Thursday, December 13, 2007

The Mudge Boy -- little film from Strand and Showtime has a lot to teach

The Mudge Boy is a little film, made back in 2003, that offers a couple of lessons in technique and thought for filmmakers with GLBT materials.

On the DVD, the director Michael Burke talks about the “catch 22” in small film: you have to have the cast to get money, and you have to get money to get a cast. Emile Hirsch and Tom Guiry, from opposite coasts, were willing to rehearse critical scenes on their own dime, and that helped. The film was developed for Showtime, and had a brief theatrical release from Strand Releasing. Films with compact, original stories and short-story-like dramatic confrontations and situations have the best chance of attracting investors.

The other interesting point about this film is that it tells gay men, particularly, how to get into the minds of their parents, especially fathers, and the emotions that parents of GLBT people face. In the movie, Richard Jenkins plays the father Edgar, left to raise his only “different” son when his wife suddenly dies of a heart attack (her sudden death while biking opens the film). He wants his son Duncan Mudge (Hirsch) to take over the chores now and be able to take over the farm some day. The events of the film – Duncan’s cross dressing with his mother’s clothes, his behavior with animals – especially chickens (“Chicken Man!”), his unusual approach to relating to more conventional other boys – force the father eventually to accept his son as different.
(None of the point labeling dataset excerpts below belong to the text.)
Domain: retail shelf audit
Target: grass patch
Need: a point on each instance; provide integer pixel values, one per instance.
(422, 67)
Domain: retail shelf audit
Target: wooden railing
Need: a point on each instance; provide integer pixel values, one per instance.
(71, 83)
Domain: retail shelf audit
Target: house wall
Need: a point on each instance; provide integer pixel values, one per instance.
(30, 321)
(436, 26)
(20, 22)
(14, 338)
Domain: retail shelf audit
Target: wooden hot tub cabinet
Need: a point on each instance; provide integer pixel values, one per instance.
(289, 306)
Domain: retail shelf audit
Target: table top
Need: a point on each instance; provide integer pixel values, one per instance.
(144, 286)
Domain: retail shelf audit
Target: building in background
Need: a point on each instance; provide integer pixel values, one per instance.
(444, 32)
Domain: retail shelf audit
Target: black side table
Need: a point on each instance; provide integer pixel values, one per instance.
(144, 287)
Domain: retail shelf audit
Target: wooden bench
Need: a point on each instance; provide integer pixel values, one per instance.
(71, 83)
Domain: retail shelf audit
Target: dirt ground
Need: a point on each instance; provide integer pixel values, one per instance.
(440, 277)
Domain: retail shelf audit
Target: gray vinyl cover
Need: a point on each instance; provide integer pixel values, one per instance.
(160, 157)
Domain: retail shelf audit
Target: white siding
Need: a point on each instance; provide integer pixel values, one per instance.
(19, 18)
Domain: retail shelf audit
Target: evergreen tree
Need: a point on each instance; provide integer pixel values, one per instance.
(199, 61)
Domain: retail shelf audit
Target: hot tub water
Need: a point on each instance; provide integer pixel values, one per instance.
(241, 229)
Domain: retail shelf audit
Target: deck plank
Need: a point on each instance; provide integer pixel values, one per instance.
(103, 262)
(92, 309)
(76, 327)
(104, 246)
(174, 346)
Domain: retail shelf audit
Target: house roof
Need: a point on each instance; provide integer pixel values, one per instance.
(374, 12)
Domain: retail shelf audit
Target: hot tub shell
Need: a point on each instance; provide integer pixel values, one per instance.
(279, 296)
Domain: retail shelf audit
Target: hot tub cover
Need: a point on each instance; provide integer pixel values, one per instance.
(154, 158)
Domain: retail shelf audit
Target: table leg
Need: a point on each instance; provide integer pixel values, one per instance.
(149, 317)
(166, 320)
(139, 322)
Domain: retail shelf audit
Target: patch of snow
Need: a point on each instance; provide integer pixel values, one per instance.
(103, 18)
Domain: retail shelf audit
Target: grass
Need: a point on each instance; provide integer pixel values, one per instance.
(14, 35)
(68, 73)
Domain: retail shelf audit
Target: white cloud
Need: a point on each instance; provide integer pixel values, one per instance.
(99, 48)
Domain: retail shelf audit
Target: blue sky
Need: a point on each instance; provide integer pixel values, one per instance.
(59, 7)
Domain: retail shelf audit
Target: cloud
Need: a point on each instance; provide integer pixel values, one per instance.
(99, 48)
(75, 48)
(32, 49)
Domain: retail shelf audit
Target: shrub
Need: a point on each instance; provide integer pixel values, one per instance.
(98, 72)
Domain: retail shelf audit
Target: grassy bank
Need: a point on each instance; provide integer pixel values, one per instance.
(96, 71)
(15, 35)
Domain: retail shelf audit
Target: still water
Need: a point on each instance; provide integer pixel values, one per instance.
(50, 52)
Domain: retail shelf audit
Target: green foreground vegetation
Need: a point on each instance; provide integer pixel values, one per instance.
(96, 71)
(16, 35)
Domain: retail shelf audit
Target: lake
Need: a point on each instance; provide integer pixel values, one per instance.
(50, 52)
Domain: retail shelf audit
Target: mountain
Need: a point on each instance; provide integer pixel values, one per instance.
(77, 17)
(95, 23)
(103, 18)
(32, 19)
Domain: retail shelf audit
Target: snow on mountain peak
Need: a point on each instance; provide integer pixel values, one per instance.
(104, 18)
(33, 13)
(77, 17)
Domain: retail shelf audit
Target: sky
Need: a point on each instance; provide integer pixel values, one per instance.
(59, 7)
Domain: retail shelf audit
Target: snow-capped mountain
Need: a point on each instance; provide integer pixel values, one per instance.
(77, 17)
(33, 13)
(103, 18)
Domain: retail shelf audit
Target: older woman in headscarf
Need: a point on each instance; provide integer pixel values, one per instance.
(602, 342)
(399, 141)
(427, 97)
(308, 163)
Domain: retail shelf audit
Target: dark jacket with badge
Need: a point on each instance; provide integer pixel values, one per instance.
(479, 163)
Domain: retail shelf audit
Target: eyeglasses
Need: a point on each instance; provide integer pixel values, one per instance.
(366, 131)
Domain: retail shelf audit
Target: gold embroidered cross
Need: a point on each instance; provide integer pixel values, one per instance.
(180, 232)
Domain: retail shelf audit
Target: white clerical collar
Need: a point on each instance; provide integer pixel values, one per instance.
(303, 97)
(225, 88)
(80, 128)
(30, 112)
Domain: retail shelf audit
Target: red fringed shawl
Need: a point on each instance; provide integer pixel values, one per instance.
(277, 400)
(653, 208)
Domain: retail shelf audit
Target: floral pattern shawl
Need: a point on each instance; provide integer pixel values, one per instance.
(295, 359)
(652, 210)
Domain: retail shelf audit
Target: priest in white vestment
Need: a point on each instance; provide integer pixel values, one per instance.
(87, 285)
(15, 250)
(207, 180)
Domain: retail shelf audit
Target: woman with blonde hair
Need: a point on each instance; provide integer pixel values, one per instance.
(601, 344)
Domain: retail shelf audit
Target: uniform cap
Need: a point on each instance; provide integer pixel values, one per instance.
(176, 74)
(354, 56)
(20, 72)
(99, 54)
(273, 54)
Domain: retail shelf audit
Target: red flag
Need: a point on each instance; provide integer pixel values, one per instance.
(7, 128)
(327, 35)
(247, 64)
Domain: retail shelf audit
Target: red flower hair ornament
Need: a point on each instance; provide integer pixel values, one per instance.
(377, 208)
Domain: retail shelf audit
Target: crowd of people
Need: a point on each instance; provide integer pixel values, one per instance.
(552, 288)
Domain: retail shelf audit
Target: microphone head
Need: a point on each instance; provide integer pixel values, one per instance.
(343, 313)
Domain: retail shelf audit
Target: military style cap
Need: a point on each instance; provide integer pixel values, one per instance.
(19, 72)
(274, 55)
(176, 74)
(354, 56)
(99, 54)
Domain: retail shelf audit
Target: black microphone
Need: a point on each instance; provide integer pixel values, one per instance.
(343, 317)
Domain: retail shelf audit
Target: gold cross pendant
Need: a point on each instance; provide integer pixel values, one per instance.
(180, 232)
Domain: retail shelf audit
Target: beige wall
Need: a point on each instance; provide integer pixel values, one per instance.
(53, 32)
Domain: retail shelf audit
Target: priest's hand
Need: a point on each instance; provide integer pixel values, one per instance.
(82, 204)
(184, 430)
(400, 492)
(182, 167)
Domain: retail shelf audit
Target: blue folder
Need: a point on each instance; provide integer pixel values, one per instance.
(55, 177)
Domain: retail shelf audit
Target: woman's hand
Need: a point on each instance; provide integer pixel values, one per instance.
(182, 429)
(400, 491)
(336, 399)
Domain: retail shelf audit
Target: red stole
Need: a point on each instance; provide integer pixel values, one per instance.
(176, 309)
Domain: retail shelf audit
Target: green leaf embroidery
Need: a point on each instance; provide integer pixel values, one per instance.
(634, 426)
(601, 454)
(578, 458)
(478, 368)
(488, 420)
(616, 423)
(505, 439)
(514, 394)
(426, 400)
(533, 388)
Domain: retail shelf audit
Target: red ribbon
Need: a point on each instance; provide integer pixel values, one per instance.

And this is a blow to him. He will probably not have a biological lineage, he will go his own way in life. If the boy eventually inherits the farm, he will probably sell it to a large agribusiness corporation, take the money and go his own way with his own pursuits, likely in the arts.

People like Duncan’s father perceive the nuclear biological family as a social, physical and psychological safety net. Besides the Church, with the idea of salvation by Grace, it is the one institution that guarantees that people who otherwise would accomplish little from the global view of the outside world still have meaning. In the father's view, at least when the film starts, the moral justification of what the son will get in the world (relative to what people in other families get) depends on the son's loyalty to his own blood, and the son is obligated to maintain the saftey net. This is net is being poked with holes, allowing some people to fall through into an abyss, while others excel. Eventually, however, in this story, Edgar will learn to live with himself in a world with very different rules.